Autores principais:Pereira, Helena Isabel dos Santos
Assunto:Pavimentos rodoviários Estabilização do solo Sustentabilidade Avaliação Ciclo de vida Cinzas volantes Ativação alcalina
Ano:2018
País:Portugal
Tipo de documento:dissertação de mestrado
Tipo de acesso:acesso aberto
Instituição associada:Universidade de Trás-os-Montes e Alto Douro
Idioma:português
Origem:Repositório da UTAD
Descrição
Resumo:Em Portugal, os últimos anos têm sido marcados pelo uso de novos materiais em soluções de pavimentação.
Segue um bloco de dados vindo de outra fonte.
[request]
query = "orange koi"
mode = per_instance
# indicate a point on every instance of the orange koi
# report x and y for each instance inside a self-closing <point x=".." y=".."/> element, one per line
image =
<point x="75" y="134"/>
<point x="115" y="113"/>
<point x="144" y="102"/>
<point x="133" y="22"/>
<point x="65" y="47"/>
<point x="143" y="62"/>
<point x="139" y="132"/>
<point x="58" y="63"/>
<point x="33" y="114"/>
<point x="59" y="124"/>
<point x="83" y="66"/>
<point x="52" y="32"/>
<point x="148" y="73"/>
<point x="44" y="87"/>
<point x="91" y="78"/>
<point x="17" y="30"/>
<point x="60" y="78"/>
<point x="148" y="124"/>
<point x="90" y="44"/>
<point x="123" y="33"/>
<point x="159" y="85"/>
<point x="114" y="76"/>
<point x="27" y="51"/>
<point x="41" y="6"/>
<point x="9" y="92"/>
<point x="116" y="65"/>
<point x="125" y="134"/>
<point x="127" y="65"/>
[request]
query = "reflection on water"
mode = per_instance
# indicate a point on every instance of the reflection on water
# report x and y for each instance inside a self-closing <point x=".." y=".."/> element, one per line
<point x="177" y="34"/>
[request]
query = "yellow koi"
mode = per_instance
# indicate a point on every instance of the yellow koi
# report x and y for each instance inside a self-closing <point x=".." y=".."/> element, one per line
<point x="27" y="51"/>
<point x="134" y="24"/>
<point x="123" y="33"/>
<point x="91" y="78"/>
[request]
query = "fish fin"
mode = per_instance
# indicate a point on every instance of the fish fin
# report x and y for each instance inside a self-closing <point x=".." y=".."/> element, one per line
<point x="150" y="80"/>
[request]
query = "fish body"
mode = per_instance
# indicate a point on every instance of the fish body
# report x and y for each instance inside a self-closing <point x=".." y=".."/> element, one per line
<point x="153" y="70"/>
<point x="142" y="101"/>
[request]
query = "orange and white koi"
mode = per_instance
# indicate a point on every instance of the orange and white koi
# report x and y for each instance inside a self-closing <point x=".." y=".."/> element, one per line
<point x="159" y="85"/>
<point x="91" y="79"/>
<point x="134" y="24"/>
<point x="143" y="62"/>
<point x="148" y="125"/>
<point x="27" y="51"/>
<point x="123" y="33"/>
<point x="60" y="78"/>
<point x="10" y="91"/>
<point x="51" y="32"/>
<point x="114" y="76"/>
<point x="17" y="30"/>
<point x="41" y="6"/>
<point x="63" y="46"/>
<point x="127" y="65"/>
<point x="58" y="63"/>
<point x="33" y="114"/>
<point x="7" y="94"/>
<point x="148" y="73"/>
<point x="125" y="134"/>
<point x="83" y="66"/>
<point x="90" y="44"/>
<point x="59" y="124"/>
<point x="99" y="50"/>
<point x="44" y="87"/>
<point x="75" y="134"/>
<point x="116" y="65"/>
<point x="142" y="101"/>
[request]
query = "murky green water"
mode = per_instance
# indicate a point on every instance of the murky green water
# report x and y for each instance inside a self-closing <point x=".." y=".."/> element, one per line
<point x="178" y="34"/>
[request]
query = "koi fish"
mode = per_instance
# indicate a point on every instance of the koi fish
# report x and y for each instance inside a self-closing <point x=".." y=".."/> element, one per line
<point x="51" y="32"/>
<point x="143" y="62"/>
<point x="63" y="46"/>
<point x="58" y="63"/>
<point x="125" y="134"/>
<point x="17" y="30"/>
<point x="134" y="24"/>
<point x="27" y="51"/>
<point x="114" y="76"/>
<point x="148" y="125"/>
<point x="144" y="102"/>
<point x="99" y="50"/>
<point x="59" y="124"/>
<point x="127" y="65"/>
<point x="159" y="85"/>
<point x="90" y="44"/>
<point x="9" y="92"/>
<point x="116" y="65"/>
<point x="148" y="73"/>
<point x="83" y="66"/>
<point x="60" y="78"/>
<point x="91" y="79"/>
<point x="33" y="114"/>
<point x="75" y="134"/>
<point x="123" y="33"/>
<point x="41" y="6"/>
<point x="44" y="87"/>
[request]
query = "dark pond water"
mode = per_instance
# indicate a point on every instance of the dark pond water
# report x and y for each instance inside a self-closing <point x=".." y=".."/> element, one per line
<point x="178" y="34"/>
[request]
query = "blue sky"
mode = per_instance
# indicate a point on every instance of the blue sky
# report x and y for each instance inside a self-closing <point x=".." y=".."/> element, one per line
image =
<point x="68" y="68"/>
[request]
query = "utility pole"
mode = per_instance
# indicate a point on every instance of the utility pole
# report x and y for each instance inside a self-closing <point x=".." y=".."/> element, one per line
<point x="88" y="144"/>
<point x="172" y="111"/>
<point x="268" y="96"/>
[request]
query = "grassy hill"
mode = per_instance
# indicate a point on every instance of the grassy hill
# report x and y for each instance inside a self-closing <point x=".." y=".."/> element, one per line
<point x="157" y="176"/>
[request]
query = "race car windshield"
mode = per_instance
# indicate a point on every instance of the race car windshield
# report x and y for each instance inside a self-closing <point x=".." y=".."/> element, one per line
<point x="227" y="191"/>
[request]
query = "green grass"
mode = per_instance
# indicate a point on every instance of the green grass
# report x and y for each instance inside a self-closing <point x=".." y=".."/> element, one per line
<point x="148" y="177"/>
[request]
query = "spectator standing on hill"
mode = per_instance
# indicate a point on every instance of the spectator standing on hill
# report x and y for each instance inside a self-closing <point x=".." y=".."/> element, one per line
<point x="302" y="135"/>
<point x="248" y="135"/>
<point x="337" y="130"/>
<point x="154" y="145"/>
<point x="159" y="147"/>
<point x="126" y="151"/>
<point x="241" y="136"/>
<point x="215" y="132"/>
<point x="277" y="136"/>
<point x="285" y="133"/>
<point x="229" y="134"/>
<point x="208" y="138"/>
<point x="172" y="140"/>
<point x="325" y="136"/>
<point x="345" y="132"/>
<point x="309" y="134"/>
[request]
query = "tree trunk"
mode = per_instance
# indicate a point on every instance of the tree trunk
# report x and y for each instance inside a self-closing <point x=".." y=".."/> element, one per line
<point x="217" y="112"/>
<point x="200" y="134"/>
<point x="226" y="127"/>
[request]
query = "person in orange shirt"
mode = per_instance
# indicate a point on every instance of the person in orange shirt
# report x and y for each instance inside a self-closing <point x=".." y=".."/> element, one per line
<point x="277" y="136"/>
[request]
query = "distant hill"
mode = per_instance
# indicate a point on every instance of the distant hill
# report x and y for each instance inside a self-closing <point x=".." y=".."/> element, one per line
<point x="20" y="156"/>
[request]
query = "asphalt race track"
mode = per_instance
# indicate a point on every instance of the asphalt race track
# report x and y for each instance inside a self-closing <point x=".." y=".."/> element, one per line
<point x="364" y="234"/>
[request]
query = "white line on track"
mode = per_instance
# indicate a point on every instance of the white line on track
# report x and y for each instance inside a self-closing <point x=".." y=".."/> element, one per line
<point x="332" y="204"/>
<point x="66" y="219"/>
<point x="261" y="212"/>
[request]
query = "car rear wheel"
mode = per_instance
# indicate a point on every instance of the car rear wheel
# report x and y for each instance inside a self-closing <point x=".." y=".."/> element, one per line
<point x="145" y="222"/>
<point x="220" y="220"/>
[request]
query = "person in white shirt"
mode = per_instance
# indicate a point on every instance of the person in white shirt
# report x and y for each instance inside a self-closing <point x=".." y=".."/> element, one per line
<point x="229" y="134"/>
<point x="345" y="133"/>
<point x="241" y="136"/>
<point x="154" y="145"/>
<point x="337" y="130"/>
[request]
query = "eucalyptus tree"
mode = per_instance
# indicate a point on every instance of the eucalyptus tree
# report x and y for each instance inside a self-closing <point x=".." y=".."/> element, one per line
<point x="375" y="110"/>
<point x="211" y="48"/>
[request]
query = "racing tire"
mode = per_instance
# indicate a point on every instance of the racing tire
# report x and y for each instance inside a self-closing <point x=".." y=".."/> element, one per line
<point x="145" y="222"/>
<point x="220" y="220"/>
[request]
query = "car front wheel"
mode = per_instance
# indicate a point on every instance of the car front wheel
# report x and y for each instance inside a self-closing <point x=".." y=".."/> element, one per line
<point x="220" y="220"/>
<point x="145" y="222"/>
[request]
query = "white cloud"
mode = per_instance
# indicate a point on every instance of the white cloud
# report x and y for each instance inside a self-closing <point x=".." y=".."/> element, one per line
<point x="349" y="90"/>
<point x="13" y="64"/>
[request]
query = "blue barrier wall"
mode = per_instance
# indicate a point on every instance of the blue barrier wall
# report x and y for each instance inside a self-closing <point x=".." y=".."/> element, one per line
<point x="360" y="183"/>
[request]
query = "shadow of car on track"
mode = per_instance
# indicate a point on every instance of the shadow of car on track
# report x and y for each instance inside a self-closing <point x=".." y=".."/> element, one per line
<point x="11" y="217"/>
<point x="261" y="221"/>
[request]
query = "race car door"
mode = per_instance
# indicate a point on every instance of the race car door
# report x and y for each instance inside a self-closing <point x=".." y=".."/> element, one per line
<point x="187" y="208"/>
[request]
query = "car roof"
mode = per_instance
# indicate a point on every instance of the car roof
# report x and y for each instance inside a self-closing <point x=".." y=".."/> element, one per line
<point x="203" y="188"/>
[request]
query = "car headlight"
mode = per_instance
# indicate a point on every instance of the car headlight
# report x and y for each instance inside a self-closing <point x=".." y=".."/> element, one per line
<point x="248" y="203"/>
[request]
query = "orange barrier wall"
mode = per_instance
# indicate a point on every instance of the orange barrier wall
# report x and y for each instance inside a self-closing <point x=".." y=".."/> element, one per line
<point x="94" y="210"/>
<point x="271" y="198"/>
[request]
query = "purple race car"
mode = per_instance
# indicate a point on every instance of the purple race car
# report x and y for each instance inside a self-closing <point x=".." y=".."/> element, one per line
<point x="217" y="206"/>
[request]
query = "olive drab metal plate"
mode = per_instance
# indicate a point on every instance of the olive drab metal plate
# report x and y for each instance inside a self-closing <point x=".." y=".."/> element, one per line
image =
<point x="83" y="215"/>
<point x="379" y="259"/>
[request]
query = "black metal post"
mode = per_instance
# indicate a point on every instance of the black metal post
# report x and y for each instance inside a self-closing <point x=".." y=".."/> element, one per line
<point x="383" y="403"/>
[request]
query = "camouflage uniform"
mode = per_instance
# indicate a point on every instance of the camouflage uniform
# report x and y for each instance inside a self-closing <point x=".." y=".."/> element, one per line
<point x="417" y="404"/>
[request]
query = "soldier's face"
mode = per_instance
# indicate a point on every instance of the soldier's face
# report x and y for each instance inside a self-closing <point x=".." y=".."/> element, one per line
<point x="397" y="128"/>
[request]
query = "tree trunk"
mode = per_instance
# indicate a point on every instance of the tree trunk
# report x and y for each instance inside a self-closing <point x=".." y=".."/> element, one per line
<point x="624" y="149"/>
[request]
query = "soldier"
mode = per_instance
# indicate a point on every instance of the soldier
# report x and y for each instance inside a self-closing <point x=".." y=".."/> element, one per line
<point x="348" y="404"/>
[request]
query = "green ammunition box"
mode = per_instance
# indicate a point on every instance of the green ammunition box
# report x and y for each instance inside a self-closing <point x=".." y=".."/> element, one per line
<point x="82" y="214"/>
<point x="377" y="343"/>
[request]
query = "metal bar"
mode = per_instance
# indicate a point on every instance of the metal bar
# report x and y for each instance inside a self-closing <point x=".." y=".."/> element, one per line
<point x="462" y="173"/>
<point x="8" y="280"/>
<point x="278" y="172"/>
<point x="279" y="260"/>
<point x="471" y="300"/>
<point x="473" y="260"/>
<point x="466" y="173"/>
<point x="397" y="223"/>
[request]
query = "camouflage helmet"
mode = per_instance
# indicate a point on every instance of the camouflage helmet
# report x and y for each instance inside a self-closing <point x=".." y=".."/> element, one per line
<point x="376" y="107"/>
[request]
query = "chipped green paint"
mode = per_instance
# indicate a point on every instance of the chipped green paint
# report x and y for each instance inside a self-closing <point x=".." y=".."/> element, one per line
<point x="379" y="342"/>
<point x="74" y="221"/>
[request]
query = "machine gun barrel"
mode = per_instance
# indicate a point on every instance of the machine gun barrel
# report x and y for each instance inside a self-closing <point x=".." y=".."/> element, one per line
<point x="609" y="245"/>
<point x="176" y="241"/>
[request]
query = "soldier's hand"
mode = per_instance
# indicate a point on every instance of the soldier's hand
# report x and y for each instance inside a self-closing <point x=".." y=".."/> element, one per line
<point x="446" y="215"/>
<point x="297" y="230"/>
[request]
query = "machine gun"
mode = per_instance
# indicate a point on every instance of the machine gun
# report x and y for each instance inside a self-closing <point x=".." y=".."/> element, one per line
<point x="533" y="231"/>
É uma situação que advém da subida de preço das matérias-primas que constituem os materiais utilizados tradicionalmente. No entanto, a introdução de novos componentes nas soluções de pavimentação reveste-se de alguma incerteza, em particular na relação custo-benefício. Dado o aparecimento de materiais e novas soluções a um ritmo acelerado nem sempre é possível prever com exatidão os custos e as vantagens reais. Nesse sentido, esta dissertação pretende dar um contributo para uma abordagem mais abrangente de avaliação de diferentes alternativas de pavimentos rodoviários, que considerem não apenas a componente económica, mas também a componente ambiental, que começa a ser tida em conta de forma mais séria a nível internacional. Assim, com o objetivo principal de avaliar a sustentabilidade de soluções de pavimentos que têm por base a utilização de um ligante alternativo e comparar essas mesmas soluções às soluções convencionais, realizou-se um estudo do impacte ambiental e económico de seis soluções de pavimentação distintas, sendo que três dessas estruturas pertencem a uma classe de elevado volume de tráfego (T1) e as restantes a uma classe de baixo volume de tráfego (T6). Dentro de cada classe de tráfego admitida foi considerada uma estrutura dita convencional e duas estruturas onde são aplicadas as cinzas volantes para estabilização do solo de fundação dos pavimentos rodoviários, estruturas essas que diferem entre si apenas no módulo de deformabilidade da camada estabilizada com o respetivo ligante. Na referida avaliação da sustentabilidade consideraram-se as fases do ciclo de vida dos pavimentos correspondentes à extração de matérias-primas, produção das misturas, transporte dos materiais e das misturas tanto para as centrais de produção como para o local da obra e a construção dos respetivos pavimentos. Os resultados obtidos mostraram que a utilização de cinzas volantes na estabilização do solo de fundação representa uma mais-valia, pois permite a redução dos custos de construção dos pavimentos rodoviários, assim como permite a diminuição do impacte ambiental face aos pavimentos que têm por base a utilização de materiais convencionais.